The Trump administration is using the Justice Department, the FBI and a presidential executive order to tighten voting rules in what election experts describe as a coordinated assault on voting rights. The push spans three fronts: civil lawsuits seeking voter data from nearly every state, criminal investigations into discredited allegations of 2020 election fraud, and a sweeping order granting the Postal Service power to restrict mail-in voting.

The Justice Department has filed 30 active lawsuits demanding access to voter rolls from states and the District of Columbia, according to Eileen O’Connor, a senior counsel at the Brennan Center for Justice who spent eight years in the DOJ’s voting section of the civil rights division. “So far, eight courts have issued rulings in these cases, and the DoJ has lost each one,” O’Connor said. She called the department’s demand for records containing drivers’ licenses and Social Security numbers an overreach.

The FBI has opened investigations into long-debunked claims of fraud in the 2020 election, focusing on Georgia and Wisconsin. According to the Washington Post, the bureau raided an election hub in Fulton County, Georgia, seized images of ballots in Arizona, demanded ballots in Michigan, and expanded its inquiries to the Milwaukee, Wisconsin area. FBI agents visited the homes of former and current Wisconsin election officials, the Post reported.

Trump signed an executive order in March 2026 that directs the U.S. Postal Service to decide which voters may receive mail-in ballots and authorizes it not to deliver ballots to people not on newly developed federal mail voter lists. The order also instructs the Department of Homeland Security to compile lists of citizens in every state using what the Brennan Center called unreliable and incomplete federal data. It threatens criminal penalties against election workers, mail carriers and others who deliver ballots to people the administration claims are ineligible.

Twenty-three Democratic-led states, including California, sued in early April to block the order, arguing it unconstitutionally interferes with states’ authority to administer elections. A separate March 2025 executive order requiring proof of citizenship at registration has been partially blocked by several federal courts, and the administration has appealed.
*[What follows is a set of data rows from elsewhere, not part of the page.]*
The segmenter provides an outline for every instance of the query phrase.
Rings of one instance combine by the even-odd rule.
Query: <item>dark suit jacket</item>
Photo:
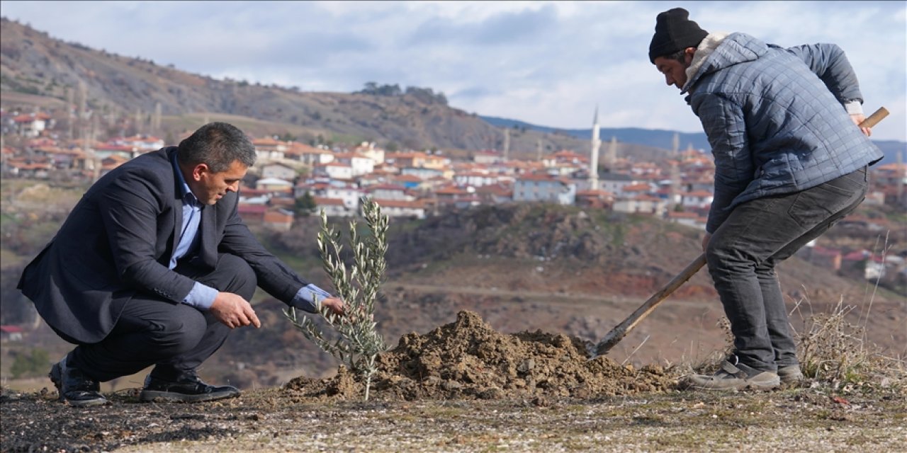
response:
[[[150,152],[104,175],[25,267],[19,289],[58,332],[97,342],[136,294],[180,304],[192,289],[193,280],[168,268],[182,226],[174,152],[176,147]],[[238,202],[229,192],[202,208],[191,264],[213,270],[219,253],[236,255],[262,289],[288,304],[307,282],[255,239],[237,214]]]

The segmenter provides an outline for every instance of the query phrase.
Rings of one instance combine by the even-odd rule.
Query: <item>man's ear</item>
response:
[[[192,168],[192,179],[196,181],[201,180],[201,176],[206,173],[210,173],[211,169],[208,168],[208,164],[200,163]]]
[[[696,47],[688,47],[683,50],[683,60],[689,64],[693,63],[693,55],[696,54]]]

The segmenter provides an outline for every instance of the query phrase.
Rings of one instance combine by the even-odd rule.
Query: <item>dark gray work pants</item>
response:
[[[242,259],[221,254],[212,272],[202,272],[189,264],[174,271],[219,291],[234,293],[251,300],[257,280]],[[194,371],[211,356],[230,329],[185,304],[174,304],[151,294],[141,294],[126,303],[110,334],[100,342],[80,344],[67,364],[100,381],[128,376],[156,365],[151,374],[175,381]]]
[[[866,172],[743,203],[712,235],[706,261],[743,364],[775,371],[798,363],[775,265],[856,208],[866,197]]]

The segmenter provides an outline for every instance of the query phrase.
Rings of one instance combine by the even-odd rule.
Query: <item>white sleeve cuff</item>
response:
[[[848,101],[844,102],[844,110],[848,115],[862,115],[863,104],[859,101]]]

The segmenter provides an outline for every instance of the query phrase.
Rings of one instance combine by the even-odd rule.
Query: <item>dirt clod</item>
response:
[[[381,354],[372,394],[384,400],[596,398],[660,392],[677,377],[658,365],[639,371],[608,357],[589,360],[582,340],[541,331],[495,332],[472,312],[424,335],[407,333]],[[359,398],[363,384],[346,369],[325,380],[286,386],[308,397]]]

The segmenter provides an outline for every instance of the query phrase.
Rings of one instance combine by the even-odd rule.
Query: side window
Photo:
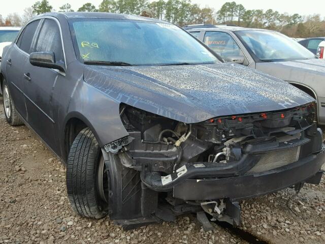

The Justice Department’s voting section has been restaffed with attorneys who worked on efforts to overturn Trump’s 2020 loss. The department tapped former Republican congressman Dan Bishop of North Carolina, an avid election denier, to lead a national voting fraud drive in April 2026. Democracy Docket disclosed in May that Minneapolis lawyer William Mohrman, who was involved in lawsuits seeking to overturn Biden’s victory, had been hired as a senior counsel in the voting section. The section’s acting head, Eric Neff, a former California prosecutor, reportedly has links to election-conspiracy promoters.

The DOJ has also backed a Texas redistricting plan that could help Republicans pick up five House seats while challenging a California redistricting plan that could benefit Democrats, according to the report. The voting section’s staffing has been reduced from about 30 lawyers to fewer than half, a former DOJ lawyer said.

Trump reacted to California’s June primary results by alleging without evidence that Los Angeles mayoral candidate Spencer Pratt’s early lead had vanished because of rigging. “Not possible for Spencer Pratt to have lost the L.A. runoffs after the big lead he had… 3rd World Nation,” Trump wrote on Truth Social. He later claimed the primaries were under investigation by the U.S. attorney’s office, and the DOJ sent a federal prosecutor to observe ballot processing in Los Angeles.

Some Republicans have raised constitutional concerns. “These attempts are clearly unconstitutional. States run elections, not the feds,” said veteran Republican consultant Charlie Black.

Larry Noble, a former general counsel at the Federal Election Commission who now teaches at American University, said the executive order “could very well disenfranchise millions of voters while doing nothing to eliminate virtually non-existent voter fraud.”

Acting Attorney General Todd Blanche defended the push, telling Fox News last month there was “a ton of evidence that the election was rigged” in 2020. Multiple audits and lawsuits have found no evidence of meaningful fraud in that election.

At a Republican House retreat in January, Trump warned lawmakers the midterm stakes were high. “You gotta win the midterms, because if we don’t win the midterms, it’s just gonna be … I mean, they’ll find a reason to impeach me,” Trump said.